Adaptive Low-Precision Training for Embeddings in Click-Through Rate Prediction
This work addresses the efficiency and economic challenges of training and deploying CTR models for large-scale recommendation systems, representing an incremental advancement in quantization techniques.
The paper tackles the problem of compressing large embedding tables in click-through rate prediction models by introducing adaptive low-precision training, which learns quantization step sizes via gradient descent to reduce accuracy loss. Experiments show that this method successfully trains 8-bit embeddings without sacrificing prediction accuracy, achieving significant improvements at extremely low bit widths.

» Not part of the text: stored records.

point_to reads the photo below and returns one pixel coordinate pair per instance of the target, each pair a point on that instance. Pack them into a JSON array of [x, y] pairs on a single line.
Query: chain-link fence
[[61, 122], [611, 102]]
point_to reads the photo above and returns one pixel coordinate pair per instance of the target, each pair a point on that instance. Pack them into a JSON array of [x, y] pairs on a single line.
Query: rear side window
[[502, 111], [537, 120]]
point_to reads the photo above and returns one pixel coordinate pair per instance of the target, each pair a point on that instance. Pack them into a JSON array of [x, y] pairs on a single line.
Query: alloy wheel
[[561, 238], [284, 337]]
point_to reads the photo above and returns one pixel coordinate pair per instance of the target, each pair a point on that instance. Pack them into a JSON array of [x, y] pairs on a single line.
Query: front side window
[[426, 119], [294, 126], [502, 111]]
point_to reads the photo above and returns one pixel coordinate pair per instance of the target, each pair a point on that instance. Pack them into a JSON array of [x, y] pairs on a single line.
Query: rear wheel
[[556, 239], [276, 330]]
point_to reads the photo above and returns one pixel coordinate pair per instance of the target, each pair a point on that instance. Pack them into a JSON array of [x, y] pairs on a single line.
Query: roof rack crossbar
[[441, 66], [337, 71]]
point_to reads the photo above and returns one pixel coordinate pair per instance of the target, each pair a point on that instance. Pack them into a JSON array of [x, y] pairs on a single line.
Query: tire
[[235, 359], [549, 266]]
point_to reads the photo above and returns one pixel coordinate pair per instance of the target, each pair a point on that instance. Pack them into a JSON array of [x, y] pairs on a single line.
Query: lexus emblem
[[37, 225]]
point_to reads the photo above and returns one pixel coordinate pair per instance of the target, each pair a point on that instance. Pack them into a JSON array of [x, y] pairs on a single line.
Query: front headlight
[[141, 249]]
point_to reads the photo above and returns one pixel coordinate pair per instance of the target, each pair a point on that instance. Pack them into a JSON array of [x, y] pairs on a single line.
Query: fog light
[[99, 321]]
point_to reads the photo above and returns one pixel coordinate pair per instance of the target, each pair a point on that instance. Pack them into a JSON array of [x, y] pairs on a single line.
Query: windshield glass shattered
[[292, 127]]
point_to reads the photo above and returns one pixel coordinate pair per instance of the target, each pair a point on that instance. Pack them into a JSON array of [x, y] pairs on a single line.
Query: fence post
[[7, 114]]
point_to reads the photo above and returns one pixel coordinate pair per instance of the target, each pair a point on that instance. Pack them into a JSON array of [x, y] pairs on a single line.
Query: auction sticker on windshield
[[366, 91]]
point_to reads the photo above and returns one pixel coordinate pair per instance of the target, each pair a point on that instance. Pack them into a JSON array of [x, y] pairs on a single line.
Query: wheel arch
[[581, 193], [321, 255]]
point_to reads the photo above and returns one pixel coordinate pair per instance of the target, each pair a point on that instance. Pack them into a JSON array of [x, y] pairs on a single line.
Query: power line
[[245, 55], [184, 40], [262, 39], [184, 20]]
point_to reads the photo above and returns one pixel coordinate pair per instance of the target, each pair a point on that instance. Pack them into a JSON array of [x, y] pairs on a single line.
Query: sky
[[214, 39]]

Embedding tables are usually huge in click-through rate (CTR) prediction models. To train and deploy the CTR models efficiently and economically, it is necessary to compress their embedding tables at the training stage. To this end, we formulate a novel quantization training paradigm to compress the embeddings from the training stage, termed low-precision training (LPT). Also, we provide theoretical analysis on its convergence. The results show that stochastic weight quantization has a faster convergence rate and a smaller convergence error than deterministic weight quantization in LPT. Further, to reduce the accuracy degradation, we propose adaptive low-precision training (ALPT) that learns the step size (i.e., the quantization resolution) through gradient descent. Experiments on two real-world datasets confirm our analysis and show that ALPT can significantly improve the prediction accuracy, especially at extremely low bit widths. For the first time in CTR models, we successfully train 8-bit embeddings without sacrificing prediction accuracy. The code of ALPT is publicly available.